I. INTRODUCTION
Higher Education Institutions (HEIs) must continuously monitor the quality of the service provided to their students. The National Accreditation Council (NAC) is the Colombian entity in charge of establishing whether or not HEIs that undergo evaluation carry out their functions with high quality. The NAC evaluates institutions based on twelve factors contained in Agreement 03 of 2014 [1]. One of these refers to the research processes carried out by the institution, which include such activities as internal and external funding calls, groups, seedbeds and research projects. One of the steps in the process of receiving the high-quality recognition consists of the institution submitting a self-assessment report with quantitative data for each factor. In most cases, this is a task that can last months since it involves collecting and centralizing data from different sources and is done almost manually by a group selected from teaching staff that make up the accreditation committee or the Accreditation Office [2].
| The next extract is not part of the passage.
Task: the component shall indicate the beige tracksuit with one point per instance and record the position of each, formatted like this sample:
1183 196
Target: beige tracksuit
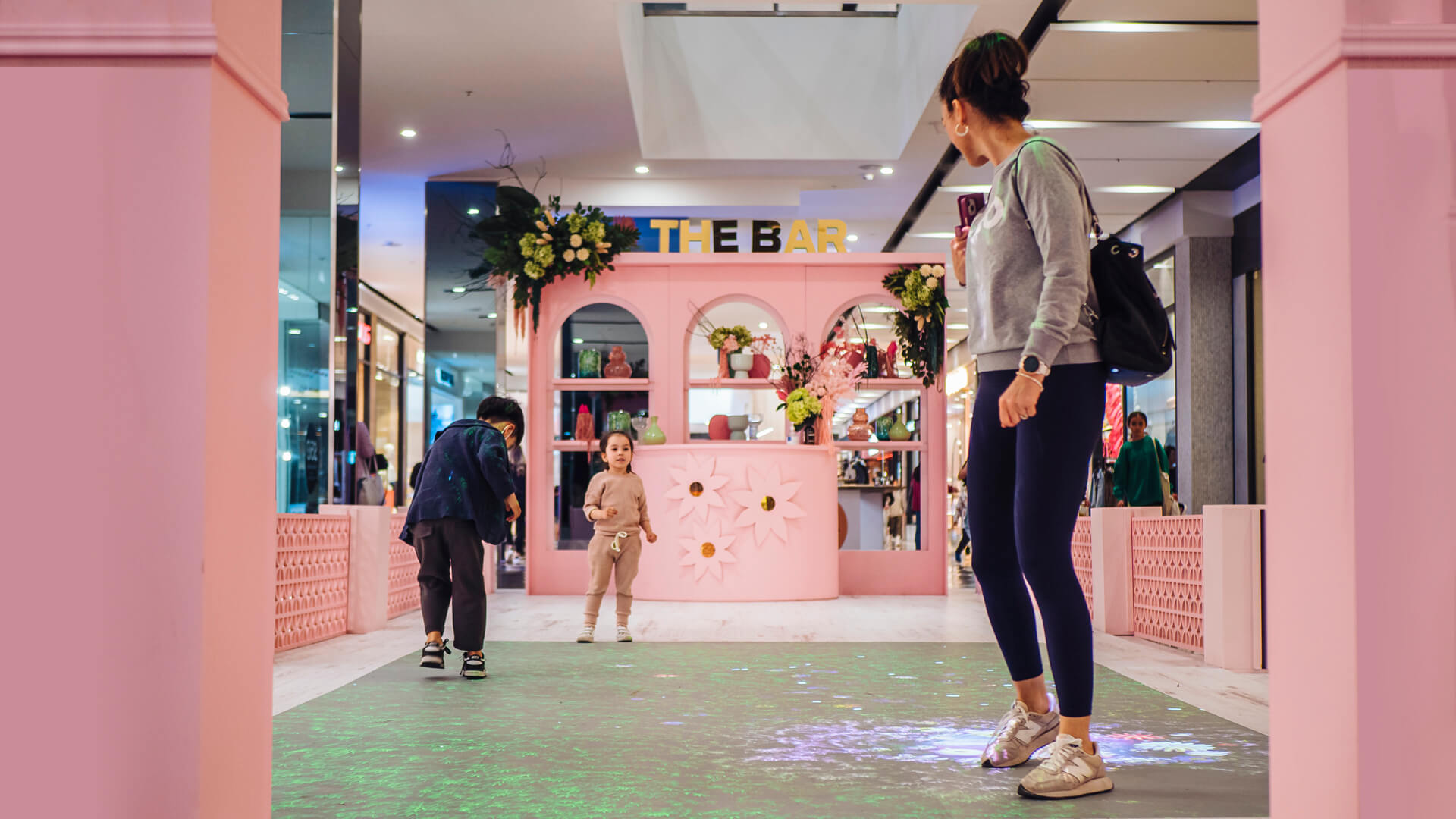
618 541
Data warehouses (DW) offer an alternative solution for this type of process. A DW allows the centralization of information from various sources (relational databases, EXCEL files, etc.) [3]. A DW further supports decision-making using reports showing graphs that present the data generally and then in more detail, depending on the need of the data analyst. This would allow HEIs to make decisions to improve on shortcomings detected in the data [4]-[5].
This work was carried out using the Iterative Research Pattern (IRP) methodology, wherein the first stage, the Observation stage, DW articles at the national level [6] were identified for funding calls, groups, seedbeds and research projects, and at the international level [7]-[12], DW articles that include publications, projects and research funding. The robustness of the models found in the literature was also identified, comparing the number of dimensions and attributes presented with those identified in the NAC requirements.
The second stage consists of Problem identification. For this, the related articles were analyzed to identify possible dimensions and measures, and the self-assessment reports presented by some of the public HEIs to the NAC were reviewed. In addition, a group of experts in institutional accreditation from NAC validated the analytical requirements arising from this stage.
The third stage is Solution development, for which the MiPymes (MBD) methodology [13] was used to design the proposed dimensional models based on the requirements of the previous stage. These models can be adapted to the context of each institution since they consider elements that meet the requirements most frequently used by public HEIs in self-assessment reports, elements of the least frequent requirements (if the institution has a sufficient amount of information), and additional requirements proposed by the authors and experts in accreditation that comply with the aspects to be evaluated by the NAC. The models proposed in this work are therefore adapted to the availability of data from the HEI.
The last stage is Solution testing, addressed using a focus group of DW modeling experts who validated the proposed models according to a test that measures the adaptability of these models to the requirements identified by the authors and the experts in accreditation.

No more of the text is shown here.